1. Display the first 5 rows and last 5 rows of the dataset.
2. Check the column names, data types, and the number of missing values for each column.
3. Count the number of positive and negative reviews.

**Hints**:
* Use `.head()` and `.tail()` to inspect the rows of a dataframe (see [documentation](https://pandas.pydata.org/docs/reference/api/pandas.DataFrame.head.html)).
* `.info()` will give you the column names and data types (see [documentation](https://pandas.pydata.org/docs/reference/api/pandas.DataFrame.info.html)).
* `.isna().sum()` will tell you if there are any missing values in the dataset (see [documentation](https://pandas.pydata.org/docs/reference/api/pandas.DataFrame.isna.html)).
* Use `.value_counts()` to count the distribution of positive and negative labels (see [documentation](https://pandas.pydata.org/docs/reference/api/pandas.Series.value_counts.html)).


In [None]:
# TODO: Your implementation

### Exercise 02: Show examples
Print out some examples for positive and negative reviews.
1. Print out 5 random reviews which have the label "0"
2. Print out 5 random reviews which have the label "1"

**Hints**:
* Use `.sample()` on the filtered dataframe (see [documentation](https://pandas.pydata.org/docs/reference/api/pandas.DataFrame.sample.html)).
* You can create a python list from the samples by using `to_list()`
* Iterate over this list and print the elements

In [None]:
# Filter the dataframe by the 'label' column
filtered_label_0_reviews = df[df['label'] == 0]
filtered_label_1_reviews = df[df['label'] == 1]

# TODO: Your implementation

### Exercise 03: Minor data manipulation
Rename columns and values of the given dataframe.

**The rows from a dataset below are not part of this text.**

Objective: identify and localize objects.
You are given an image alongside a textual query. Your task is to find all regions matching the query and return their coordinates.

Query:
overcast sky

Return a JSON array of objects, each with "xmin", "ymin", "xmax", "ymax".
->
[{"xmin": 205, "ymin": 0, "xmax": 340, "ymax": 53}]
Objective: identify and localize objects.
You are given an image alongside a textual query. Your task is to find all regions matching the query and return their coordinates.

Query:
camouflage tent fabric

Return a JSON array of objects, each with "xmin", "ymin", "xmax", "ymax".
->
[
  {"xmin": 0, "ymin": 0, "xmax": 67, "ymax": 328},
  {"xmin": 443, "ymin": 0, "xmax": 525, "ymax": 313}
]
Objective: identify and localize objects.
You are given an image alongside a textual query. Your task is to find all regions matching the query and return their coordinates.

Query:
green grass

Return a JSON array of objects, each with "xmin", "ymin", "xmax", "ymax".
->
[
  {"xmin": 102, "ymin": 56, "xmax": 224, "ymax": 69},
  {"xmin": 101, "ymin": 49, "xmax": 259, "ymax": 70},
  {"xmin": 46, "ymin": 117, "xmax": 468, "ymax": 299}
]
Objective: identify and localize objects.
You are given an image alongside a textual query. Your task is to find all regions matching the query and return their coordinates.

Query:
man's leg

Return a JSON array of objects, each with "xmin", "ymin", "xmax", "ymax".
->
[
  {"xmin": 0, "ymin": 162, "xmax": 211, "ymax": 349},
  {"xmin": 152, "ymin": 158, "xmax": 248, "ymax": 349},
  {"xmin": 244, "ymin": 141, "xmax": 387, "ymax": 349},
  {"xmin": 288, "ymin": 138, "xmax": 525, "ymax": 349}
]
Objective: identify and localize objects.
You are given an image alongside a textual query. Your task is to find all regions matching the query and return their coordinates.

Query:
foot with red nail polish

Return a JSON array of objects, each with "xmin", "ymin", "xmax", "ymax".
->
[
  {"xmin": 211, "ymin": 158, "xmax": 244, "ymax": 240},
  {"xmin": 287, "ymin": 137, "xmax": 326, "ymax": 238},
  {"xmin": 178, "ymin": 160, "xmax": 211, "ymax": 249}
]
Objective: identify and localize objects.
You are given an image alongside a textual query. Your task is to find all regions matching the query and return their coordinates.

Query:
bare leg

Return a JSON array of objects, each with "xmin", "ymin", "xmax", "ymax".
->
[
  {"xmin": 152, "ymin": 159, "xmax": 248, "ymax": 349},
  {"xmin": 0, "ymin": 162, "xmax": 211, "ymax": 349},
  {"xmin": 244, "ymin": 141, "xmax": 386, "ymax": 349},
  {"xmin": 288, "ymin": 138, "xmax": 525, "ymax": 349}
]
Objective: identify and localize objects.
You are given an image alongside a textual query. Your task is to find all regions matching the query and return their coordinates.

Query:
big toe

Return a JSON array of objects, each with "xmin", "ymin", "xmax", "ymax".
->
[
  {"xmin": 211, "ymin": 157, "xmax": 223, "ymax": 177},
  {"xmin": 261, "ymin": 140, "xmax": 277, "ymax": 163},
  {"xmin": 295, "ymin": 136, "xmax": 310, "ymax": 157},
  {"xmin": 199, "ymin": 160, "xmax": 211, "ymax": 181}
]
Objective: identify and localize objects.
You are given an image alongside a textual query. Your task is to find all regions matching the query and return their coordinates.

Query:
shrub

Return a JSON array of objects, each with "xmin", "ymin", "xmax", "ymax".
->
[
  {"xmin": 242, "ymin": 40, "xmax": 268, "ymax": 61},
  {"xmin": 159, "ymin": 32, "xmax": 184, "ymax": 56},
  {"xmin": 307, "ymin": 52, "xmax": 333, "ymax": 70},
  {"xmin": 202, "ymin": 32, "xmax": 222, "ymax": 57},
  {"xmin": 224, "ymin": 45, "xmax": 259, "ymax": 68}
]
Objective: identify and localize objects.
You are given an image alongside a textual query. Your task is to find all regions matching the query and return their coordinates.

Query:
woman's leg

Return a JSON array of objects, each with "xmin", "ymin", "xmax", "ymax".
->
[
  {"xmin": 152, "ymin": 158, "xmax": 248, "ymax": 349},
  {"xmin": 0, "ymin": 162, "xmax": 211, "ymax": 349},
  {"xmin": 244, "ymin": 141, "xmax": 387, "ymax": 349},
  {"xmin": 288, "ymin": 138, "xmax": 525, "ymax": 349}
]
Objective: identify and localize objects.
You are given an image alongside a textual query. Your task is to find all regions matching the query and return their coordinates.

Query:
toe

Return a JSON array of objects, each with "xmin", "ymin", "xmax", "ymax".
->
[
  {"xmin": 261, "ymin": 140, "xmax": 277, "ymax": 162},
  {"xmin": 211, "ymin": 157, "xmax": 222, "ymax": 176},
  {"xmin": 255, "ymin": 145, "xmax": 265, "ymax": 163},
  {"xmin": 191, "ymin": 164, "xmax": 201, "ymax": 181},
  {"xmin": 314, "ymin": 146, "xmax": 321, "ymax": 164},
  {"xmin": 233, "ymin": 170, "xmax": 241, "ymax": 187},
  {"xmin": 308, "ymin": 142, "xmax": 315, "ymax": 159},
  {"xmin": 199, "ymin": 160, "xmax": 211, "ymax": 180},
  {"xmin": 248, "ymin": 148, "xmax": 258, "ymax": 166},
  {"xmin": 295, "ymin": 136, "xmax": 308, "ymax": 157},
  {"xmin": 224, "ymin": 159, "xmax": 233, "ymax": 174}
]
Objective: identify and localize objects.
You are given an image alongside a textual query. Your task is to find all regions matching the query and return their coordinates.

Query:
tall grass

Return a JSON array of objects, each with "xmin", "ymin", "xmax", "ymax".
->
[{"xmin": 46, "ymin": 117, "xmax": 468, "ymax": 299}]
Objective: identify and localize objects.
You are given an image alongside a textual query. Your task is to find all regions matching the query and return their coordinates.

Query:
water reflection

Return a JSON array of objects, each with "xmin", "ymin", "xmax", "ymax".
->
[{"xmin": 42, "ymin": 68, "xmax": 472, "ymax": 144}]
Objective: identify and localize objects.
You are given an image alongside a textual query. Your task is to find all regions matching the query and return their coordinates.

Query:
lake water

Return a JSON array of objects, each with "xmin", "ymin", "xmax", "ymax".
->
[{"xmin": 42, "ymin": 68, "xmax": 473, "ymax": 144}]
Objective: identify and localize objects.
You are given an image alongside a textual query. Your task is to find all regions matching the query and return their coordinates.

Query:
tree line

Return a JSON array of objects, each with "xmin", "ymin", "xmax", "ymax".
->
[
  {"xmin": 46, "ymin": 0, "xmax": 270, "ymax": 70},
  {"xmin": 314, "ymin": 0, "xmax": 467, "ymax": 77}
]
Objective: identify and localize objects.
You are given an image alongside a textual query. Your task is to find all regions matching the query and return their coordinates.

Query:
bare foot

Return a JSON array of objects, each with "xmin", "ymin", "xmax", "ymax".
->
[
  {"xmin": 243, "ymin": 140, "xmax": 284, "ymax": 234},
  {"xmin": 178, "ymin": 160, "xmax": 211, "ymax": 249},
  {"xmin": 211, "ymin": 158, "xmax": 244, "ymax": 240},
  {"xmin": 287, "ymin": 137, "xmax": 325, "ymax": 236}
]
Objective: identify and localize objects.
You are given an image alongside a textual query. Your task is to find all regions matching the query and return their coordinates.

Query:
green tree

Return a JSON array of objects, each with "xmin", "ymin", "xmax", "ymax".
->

1. Rename the column "label" to "sentiment"
2. Rename the column "text" to "review"
3. Rename values in column "sentiment" to "positive" and "negative"
4. Print the dataframe

**Hints**:
* Use `.rename()` for renaming columns (see [documentation](https://pandas.pydata.org/docs/reference/api/pandas.DataFrame.rename.html))
* Use `.map()` for updating values of a column (see [documentation](https://pandas.pydata.org/docs/reference/api/pandas.Series.map.html))

In [None]:
# TODO: Your implementation

### Exercise 04: Summary Statistics on Review Lengths
Analyze the length of the movie reviews in terms of character count. Calculate key summary statistics for the review lengths, including the average, maximum, and minimum lengths.
1. Add a new column called review_length that stores the length of each review (in characters).
2. Calculate the average, maximum, and minimum review lengths.
3. Find the median and standard deviation of the review lengths.
4. Find the longest and shortest reviews in the dataset.

**Hints**:
* Use `.apply(len)` to create the review_length column  (see [documentation](https://pandas.pydata.org/docs/reference/api/pandas.DataFrame.apply.html)).
* Use `.mean()`, `.max()`, `.min()`, `.median()`, and `.std()` to get the desired statistics (see [documentation](https://pandas.pydata.org/docs/reference/api/pandas.DataFrame.mean.html)).
* To find the longest and shortest reviews, you can use `.idxmax()` and `.idxmin()` on the review_length column (see [documentation](https://pandas.pydata.org/docs/reference/api/pandas.DataFrame.idxmax.html)).


In [None]:
# TODO: Your implementation

### Exercise 05: Sentiment Distribution by length of review
Understand how review lengths vary by sentiment (positive/negative). Investigate whether longer reviews tend to be more positive or negative.
1. Group the reviews by sentiment (positive, negative).
2. Calculate the average, minimum and maximum review length for each sentiment.
3. Compare the distribution of review lengths between positive and negative reviews.

**Hints**:
* Use `.groupby()` to group the data by sentiment (see [documentation](https://pandas.pydata.org/docs/reference/api/pandas.DataFrame.groupby.html)).
* Calculate the mean length using `.mean()` and the maximum/minimum lengths with `.agg(['max', 'min'])` (see [documentation](https://pandas.pydata.org/docs/reference/api/pandas.DataFrame.agg.html)).
* To compare distributions, you can use `.describe()` to summarize the statistics for each group (see [documentation](https://pandas.pydata.org/docs/reference/api/pandas.DataFrame.describe.html)).

In [None]:
# TODO: Your implementation here